Association Between Serum Amyloid-Beta and Renal Functions: Implications for Roles of Kidney in Amyloid-Beta Clearance.

Study Abstract

Amyloid-beta (Aβ) plays a central role in the pathogenesis of Alzheimer's disease (AD), and it is a major therapeutic target for AD. It is proposed that removal of Aβ in blood can facilitate Aβ clearance from the brain, representing a promising therapeutic approach for AD. However, the efficacy and mechanisms for Aβ clearance by peripheral organs and tissues remain largely unknown.
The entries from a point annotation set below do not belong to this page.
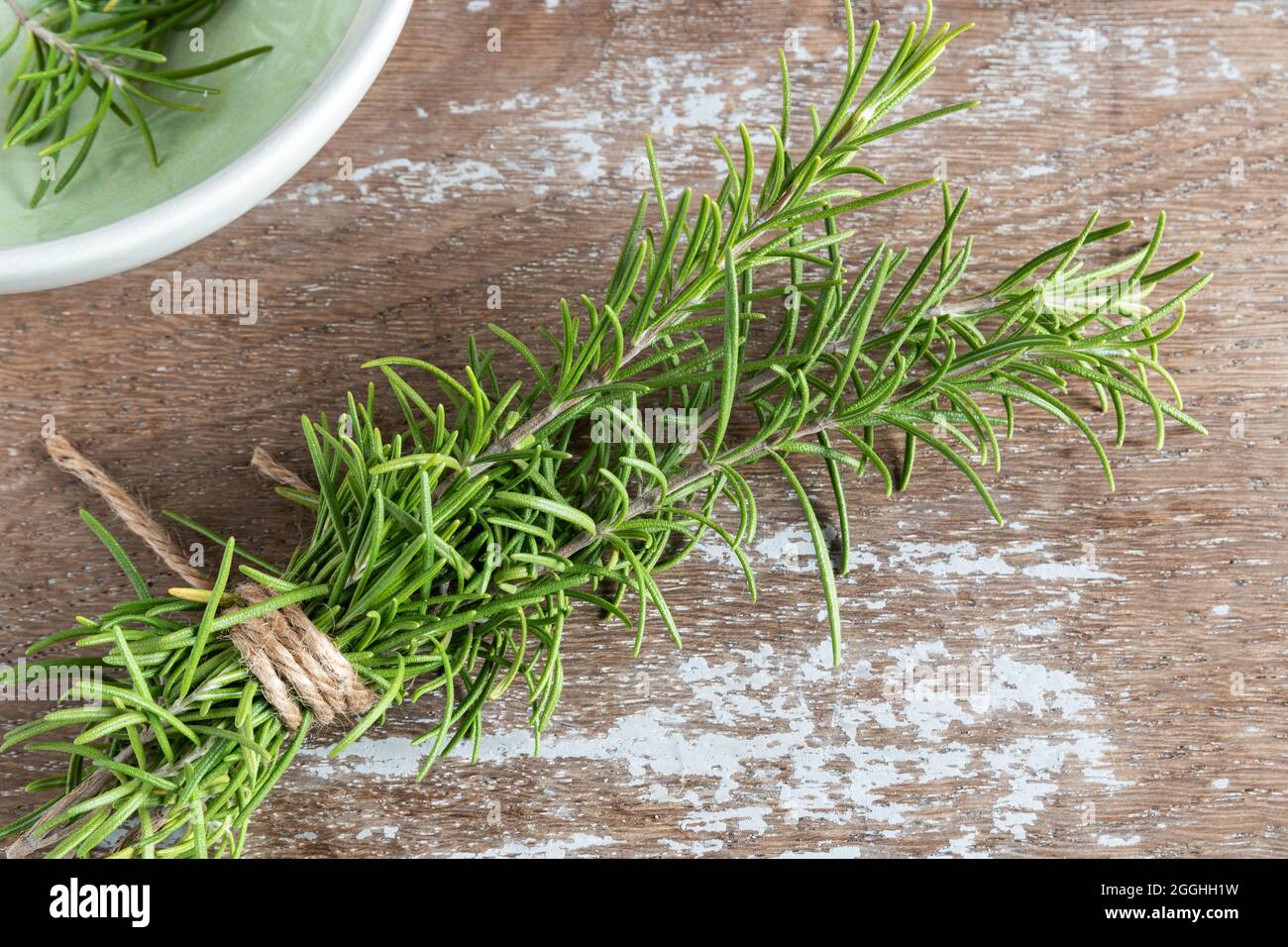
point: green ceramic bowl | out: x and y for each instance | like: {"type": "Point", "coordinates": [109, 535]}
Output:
{"type": "Point", "coordinates": [274, 112]}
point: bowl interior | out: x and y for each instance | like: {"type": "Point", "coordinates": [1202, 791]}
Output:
{"type": "Point", "coordinates": [117, 179]}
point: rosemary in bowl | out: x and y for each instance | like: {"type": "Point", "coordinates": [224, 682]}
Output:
{"type": "Point", "coordinates": [107, 51]}
{"type": "Point", "coordinates": [451, 549]}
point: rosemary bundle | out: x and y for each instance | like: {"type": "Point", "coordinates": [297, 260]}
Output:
{"type": "Point", "coordinates": [108, 51]}
{"type": "Point", "coordinates": [447, 558]}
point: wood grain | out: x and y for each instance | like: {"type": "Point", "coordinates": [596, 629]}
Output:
{"type": "Point", "coordinates": [1133, 642]}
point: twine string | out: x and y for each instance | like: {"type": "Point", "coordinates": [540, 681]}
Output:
{"type": "Point", "coordinates": [286, 652]}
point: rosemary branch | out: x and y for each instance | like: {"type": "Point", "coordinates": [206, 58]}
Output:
{"type": "Point", "coordinates": [446, 560]}
{"type": "Point", "coordinates": [110, 51]}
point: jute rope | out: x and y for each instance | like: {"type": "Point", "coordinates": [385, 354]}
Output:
{"type": "Point", "coordinates": [282, 648]}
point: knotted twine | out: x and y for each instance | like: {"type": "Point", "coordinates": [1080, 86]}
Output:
{"type": "Point", "coordinates": [282, 648]}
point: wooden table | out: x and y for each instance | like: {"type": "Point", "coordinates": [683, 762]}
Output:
{"type": "Point", "coordinates": [1131, 644]}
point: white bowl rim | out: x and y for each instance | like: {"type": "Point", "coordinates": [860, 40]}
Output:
{"type": "Point", "coordinates": [228, 193]}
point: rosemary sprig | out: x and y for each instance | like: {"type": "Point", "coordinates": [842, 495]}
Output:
{"type": "Point", "coordinates": [446, 560]}
{"type": "Point", "coordinates": [106, 50]}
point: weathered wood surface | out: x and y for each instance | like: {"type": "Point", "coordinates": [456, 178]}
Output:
{"type": "Point", "coordinates": [1133, 642]}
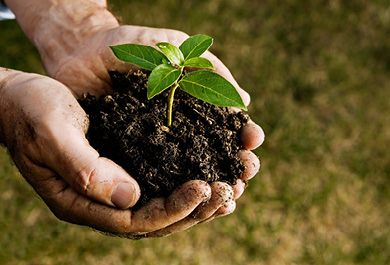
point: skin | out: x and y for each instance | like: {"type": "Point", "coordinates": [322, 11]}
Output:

In the present study, 47 chronic kidney disease (CKD) patients (16 newly diagnosed patients who had never been dialyzed and 31 patients who were receiving dialysis) and 43 normal controls (NC) were enrolled. We found that serum Aβ levels were significantly higher in CKD patients than NC. CKD patients who were receiving dialysis had lower serum Aβ levels than patients without receiving dialysis, being comparable to NC. Furthermore, serum Aβ levels were correlated with renal functions reflected by estimated glomerular filtration rate (eGFR) and residual GFR (rGFR). Our study suggests that kidney is involved in peripheral clearance of Aβ, and dialysis might be a potential therapeutic approach of Aβ removal.

Study Information

Mol Neurobiol. 2015 Aug;52(1):115-9. doi: 10.1007/s12035-014-8854-y. Epub 2014 Aug 14.